La Vanguardia de Barcelone (modéré) enfonce le clou : la prétention d'une partie de la gauche française "à forcer les pays européens à renégocier le traité est clairement illusoire."  Même le président Chirac, "en dépit de sa stupidité politique, le sait : cette Constitution est la meilleure possible en fonction de l'idée de l'Europe que défend la France. Elle maintient le modèle social, conserve les services publics d'intérêt général et défend la diversité culturelle", assure le quotidien catalan. Il rapporte cette anecdote, en guise de conclusion : "Durant l'été 2001, Bush avait reçu Blair, et lui avait demandé s'il voulait que l'Europe soit un succès. La réponse affirmative du premier ministre britannique avait été prise comme une provocation par le président américain. Il est évident que si la France vote non, l'Europe cesse d'être une provocation et un sujet de préoccupation pour les Etats-Unis de Bush."


VU DES ÉTATS-UNIS : QUI POUR REPRENDRE LE GOUVERNAIL ?

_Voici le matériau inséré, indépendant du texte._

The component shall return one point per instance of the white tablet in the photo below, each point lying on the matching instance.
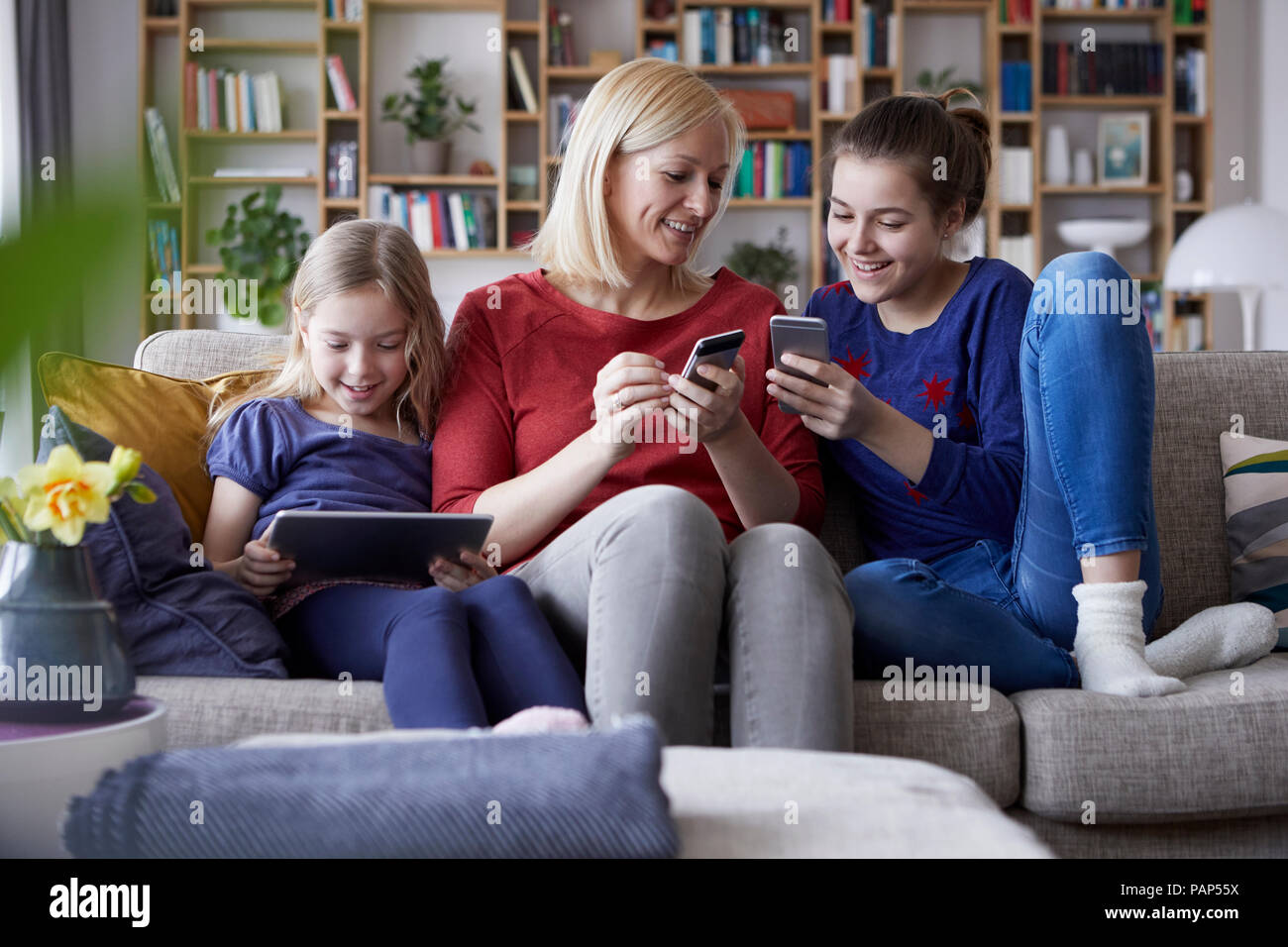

La nouvelle figure également à la "une" de la plupart des grands quotidiens américains, ce matin. "Les électeurs français rejettent, à grand bruit, la Constitution européenne", rapporte Elaine Sciolino, dans le New York Times. "La France vote non au traité, et les répercussions s'en font sentir aux quatre coins de l'Europe", renchérit le Boston Globe. Le Los Angeles Times, pour sa part, annonce "une crise politique en Europe et un coup dur porté au président Chirac". L'International Herald Tribune, enfin, détaille les conséquences du vote français sur les relations entre Paris et Varsovie : les Polonais ne comprennent pas comment les Français peuvent défaire un texte qui "a été mis en forme par un ancien président français et qui codifie les lois de l'Europe dans un style napoléonien", relate Thomas Fuller.
David Ignatius, dans le Washington Post, s'étonne du spectacle offert par les partisans du non, à l'annonce des résultats : "le poing brandi, comme si en rejetant un ensemble d'amendements techniques aux règles européennes, ils pouvaient conjurer un avenir menaçant", assombri par la mondialisation. L'éditorialiste, lui aussi, dénonce "l'incapacité à gouverner" de Jacques Chirac : "En deux mandats, il a été incapable de répondre aux attentes des Français quant  aux changements qui seraient nécessaires pour protéger le mode de vie qui leur est cher. Il a fait semblant de mener des réformes économiques, s'avançant sur la pointe des pieds et reculant au moindre signe de mécontentement de la population." David Ignatius, qui a vécu quatre ans en France, ne jette pas pour autant la pierre aux Français : "Ils ont raison de s'inquiéter pour leur avenir. Avec leur système économique actuel, ils ne pourront faire face. Qu'ils disent non à Chirac est compréhensible, mais pour prospérer au XXIe siècle, ils devront bientôt dire oui à un homme politique qui leur parle franchement et qui les aide à construire un pont vers le futur." Comme Bill Clinton avait su le faire en 1996. Nicolas Sarkozy serait-il l'homme de la situation ? Il est en tout cas le potentiel successeur de Chirac "le plus intéressant", estime l'éditorialiste.